The Chicago Law Times for July contains an interesting portrait of Sir Edward Coke, with a biographical sketch. Its other contents are "Joseph Story," by Elizabeth P. Gould; "Springer Amendment to the Federal Constitution," by Charles B. Waite; "The Woman Lawyer," by Dr. Louis Frank; "The Royal Courts of Justice," by Hon. Elliott Anthony, and "A Century of Republicanism," by Austin Bierbower. The Law Times is certainly one of the most readable of our exchanges, and we should be glad to welcome it oftener than four times a year.


The leading article in the Criminal Law Magazine for July is a paper on "Public Indecency," by Solon D. Wilson. M. W. Hopkins contributes an article on "Withdrawal of Plea of Guilty." The "General Notes" and "Humors of Criminal Law" are unusually full and interesting, and we are pleased to see that the editor of our esteemed contemporary has drawn largely on the columns of the "Green Bag," which shows that he appreciates good things when he sees them.


We have received an interesting paper on "The Citizen in Relation to the State," which was read before the American Bar Association by the author, Alexander Porter Morse, Esq., of Washington.


BOOK NOTICES.

A Text-Book of the Patent Laws of the United States of America. By Albert H. Walker, of the Hartford Bar. (Second Edition.) L. K. Strouse & Co., New York, 1889. $6.50 net.

This admirable work has long been considered a standard by the profession, and this new edition will be gladly welcomed. Mr. Walker has made many additions and omissions in the present volume, leaving out many sections which have become obsolete since 1883, and incorporating more than six hundred new decisions. In its present form the work leaves nothing to be desired, and is invaluable to every patent lawyer.

Equity Practice in the United States Courts. By Oliver P. Shiras. Callaghan & Co., Chicago, 1889. $2.00 net.

This little work is not intended to be a treatise upon Equity practice at large, but it brings together in a compact form the provisions found in the rules in Equity prescribed by the Supreme Court, in sections of the Statutes of the United States, and in the decisions of the Supreme Court, which recognize, prescribe, or explain the steps ordinarily required to be taken in carrying through suits in Equity in the Circuit Courts of the United States. It furnishes a manual for ready reference for the busy practitioner, and a guide to the novice.
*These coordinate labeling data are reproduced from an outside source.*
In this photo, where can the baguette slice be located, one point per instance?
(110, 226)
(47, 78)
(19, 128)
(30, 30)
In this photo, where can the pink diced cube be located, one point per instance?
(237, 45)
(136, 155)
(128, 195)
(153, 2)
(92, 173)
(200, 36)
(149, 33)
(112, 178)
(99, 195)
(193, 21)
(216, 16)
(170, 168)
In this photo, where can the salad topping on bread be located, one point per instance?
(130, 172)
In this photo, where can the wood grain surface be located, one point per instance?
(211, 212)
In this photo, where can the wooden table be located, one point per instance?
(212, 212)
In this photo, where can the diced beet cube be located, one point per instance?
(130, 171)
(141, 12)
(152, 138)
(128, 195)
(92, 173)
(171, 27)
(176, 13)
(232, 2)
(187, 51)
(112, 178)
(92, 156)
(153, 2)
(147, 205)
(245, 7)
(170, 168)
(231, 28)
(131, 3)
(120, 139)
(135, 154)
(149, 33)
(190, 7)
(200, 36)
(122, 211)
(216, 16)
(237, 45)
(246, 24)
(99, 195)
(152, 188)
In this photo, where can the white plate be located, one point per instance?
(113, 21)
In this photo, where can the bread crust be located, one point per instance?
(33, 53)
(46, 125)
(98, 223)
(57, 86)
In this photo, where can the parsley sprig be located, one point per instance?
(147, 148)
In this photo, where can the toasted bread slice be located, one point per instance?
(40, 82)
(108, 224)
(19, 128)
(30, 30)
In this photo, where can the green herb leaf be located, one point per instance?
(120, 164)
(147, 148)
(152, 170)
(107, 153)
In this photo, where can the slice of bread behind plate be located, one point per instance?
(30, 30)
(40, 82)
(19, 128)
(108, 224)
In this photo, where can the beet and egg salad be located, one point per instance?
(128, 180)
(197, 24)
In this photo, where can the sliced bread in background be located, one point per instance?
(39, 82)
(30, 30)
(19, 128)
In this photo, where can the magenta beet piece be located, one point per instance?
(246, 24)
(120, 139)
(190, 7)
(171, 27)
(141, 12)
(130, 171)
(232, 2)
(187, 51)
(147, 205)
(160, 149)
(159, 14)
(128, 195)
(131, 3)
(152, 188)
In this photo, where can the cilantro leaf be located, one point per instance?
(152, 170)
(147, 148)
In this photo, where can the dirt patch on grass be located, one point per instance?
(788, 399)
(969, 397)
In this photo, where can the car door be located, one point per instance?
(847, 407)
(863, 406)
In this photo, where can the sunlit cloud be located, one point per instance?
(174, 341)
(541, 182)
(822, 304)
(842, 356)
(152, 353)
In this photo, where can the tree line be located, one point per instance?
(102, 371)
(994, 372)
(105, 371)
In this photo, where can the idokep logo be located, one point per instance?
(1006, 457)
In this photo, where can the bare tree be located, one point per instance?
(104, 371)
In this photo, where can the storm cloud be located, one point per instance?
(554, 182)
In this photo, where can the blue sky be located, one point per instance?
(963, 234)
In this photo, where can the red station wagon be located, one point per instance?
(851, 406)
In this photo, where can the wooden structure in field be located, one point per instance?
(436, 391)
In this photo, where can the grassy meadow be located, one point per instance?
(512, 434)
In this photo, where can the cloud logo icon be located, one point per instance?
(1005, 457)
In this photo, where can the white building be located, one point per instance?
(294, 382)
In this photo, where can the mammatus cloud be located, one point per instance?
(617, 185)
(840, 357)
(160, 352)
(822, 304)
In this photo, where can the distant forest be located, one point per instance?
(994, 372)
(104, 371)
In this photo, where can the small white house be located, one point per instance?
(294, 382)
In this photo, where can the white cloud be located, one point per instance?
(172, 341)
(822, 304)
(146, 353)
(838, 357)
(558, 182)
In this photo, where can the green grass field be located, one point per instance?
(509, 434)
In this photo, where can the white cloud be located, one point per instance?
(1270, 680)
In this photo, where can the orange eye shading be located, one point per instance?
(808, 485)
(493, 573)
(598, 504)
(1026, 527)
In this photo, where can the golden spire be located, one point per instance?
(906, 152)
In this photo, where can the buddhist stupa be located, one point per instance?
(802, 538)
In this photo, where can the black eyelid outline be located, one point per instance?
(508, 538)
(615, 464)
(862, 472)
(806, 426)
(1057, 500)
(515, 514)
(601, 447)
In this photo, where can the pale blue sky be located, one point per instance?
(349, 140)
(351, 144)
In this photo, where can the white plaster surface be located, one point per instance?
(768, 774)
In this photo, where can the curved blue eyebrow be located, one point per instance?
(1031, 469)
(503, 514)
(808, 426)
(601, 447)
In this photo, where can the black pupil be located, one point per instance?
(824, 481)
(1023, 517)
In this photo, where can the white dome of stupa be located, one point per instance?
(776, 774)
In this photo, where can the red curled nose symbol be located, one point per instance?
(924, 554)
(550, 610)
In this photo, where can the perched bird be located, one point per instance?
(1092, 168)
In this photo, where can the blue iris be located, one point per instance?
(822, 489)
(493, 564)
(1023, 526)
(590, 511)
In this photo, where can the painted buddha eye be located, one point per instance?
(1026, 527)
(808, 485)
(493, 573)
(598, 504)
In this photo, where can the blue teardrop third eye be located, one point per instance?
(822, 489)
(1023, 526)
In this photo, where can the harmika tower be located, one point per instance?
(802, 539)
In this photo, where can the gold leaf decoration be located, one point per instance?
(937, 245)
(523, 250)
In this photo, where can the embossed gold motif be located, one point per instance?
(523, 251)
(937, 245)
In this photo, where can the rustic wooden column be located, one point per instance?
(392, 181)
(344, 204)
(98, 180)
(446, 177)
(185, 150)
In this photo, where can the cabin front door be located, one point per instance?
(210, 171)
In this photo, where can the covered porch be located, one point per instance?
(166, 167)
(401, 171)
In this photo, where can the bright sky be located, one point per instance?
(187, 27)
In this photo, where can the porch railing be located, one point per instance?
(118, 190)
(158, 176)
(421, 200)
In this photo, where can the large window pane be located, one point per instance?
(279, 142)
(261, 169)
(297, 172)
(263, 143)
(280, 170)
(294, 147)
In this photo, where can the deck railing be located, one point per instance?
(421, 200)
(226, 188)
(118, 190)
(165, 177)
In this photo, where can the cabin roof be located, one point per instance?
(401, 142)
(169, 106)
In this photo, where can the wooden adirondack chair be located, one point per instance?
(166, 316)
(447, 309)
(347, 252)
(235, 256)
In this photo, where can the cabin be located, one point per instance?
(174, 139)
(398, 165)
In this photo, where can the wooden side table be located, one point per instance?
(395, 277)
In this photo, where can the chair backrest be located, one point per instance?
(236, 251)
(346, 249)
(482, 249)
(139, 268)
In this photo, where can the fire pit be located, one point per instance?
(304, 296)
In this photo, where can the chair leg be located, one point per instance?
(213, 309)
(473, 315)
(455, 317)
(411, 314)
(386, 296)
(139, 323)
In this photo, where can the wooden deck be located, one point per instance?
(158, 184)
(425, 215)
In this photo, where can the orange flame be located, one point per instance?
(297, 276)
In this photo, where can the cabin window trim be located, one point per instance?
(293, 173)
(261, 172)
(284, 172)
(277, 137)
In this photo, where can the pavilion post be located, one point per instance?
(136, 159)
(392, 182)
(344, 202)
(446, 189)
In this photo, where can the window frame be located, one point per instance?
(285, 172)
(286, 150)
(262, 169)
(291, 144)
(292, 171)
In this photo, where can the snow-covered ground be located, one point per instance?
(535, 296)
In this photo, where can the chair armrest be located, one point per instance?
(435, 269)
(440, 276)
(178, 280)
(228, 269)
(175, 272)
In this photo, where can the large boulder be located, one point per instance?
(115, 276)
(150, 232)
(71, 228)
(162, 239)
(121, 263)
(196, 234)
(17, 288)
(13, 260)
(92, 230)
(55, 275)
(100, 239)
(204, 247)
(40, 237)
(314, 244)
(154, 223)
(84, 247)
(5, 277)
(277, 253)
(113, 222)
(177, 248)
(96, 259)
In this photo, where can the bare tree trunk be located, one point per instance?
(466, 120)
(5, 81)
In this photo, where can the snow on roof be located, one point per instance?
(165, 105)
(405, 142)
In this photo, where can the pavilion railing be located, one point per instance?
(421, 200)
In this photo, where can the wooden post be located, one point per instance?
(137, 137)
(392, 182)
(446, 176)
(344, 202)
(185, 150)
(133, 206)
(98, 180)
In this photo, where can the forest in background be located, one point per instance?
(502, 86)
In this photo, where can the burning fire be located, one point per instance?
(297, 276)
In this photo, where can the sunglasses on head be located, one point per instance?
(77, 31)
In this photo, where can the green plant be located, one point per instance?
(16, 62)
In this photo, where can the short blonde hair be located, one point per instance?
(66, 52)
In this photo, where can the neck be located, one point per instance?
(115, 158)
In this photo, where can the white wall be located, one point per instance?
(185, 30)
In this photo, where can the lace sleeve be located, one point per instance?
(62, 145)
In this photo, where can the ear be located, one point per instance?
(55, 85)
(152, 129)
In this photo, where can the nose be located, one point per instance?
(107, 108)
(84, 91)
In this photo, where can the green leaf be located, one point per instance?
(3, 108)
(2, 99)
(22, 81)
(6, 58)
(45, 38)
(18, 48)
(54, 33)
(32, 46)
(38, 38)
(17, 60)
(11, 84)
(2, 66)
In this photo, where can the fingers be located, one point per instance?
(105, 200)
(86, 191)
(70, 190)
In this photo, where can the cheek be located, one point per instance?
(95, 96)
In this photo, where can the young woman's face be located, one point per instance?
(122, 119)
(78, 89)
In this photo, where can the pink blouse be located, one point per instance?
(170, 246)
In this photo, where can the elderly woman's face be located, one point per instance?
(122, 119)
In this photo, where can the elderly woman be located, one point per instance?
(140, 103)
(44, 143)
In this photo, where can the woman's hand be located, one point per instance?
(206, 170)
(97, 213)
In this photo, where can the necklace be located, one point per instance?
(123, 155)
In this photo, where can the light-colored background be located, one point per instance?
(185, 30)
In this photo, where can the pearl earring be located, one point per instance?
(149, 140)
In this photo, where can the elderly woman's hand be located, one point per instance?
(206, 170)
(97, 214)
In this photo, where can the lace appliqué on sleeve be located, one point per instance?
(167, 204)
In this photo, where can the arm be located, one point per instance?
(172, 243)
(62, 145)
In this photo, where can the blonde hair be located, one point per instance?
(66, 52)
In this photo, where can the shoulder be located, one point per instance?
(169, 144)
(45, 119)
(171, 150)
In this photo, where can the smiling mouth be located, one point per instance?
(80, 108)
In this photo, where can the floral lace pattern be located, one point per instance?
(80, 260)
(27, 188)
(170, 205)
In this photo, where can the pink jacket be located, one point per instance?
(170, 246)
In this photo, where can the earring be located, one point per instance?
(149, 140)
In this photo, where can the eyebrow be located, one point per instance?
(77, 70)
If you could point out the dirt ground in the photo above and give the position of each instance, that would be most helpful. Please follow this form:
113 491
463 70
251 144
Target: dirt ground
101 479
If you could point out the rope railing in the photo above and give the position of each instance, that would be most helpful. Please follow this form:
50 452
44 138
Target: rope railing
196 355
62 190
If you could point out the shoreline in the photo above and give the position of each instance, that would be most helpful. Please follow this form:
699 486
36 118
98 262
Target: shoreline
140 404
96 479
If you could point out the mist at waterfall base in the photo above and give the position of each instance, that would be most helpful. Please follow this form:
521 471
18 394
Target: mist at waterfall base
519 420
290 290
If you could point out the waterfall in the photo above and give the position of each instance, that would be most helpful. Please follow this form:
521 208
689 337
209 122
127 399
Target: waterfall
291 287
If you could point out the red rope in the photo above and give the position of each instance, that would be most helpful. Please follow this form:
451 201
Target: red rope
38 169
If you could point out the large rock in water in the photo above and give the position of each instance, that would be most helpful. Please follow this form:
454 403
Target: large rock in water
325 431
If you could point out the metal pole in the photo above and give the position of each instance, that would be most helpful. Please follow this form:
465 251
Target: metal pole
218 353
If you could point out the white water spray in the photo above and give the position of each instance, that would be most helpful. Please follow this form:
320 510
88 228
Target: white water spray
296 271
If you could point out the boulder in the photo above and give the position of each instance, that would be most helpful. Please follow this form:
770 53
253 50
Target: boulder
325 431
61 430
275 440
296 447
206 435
The Life of the Law: or, Universal Principles of Law. By Overton Howard. J. W. Randolph & English, Richmond, Va., 1889. Paper. 50 cents. Cloth, 75 cents.

This little book is well worth buying and reading Mr. Howard is evidently a deep thinker, and possessed of reasoning powers of more than ordinary capacity. In the 114 pages composing the work the reader will find much calling for the exercise of his own mental faculties, and which will provoke serious reflection on his part. The author has certainly carried out his design, which he declares to be "to write a practical book for use in the affairs of men."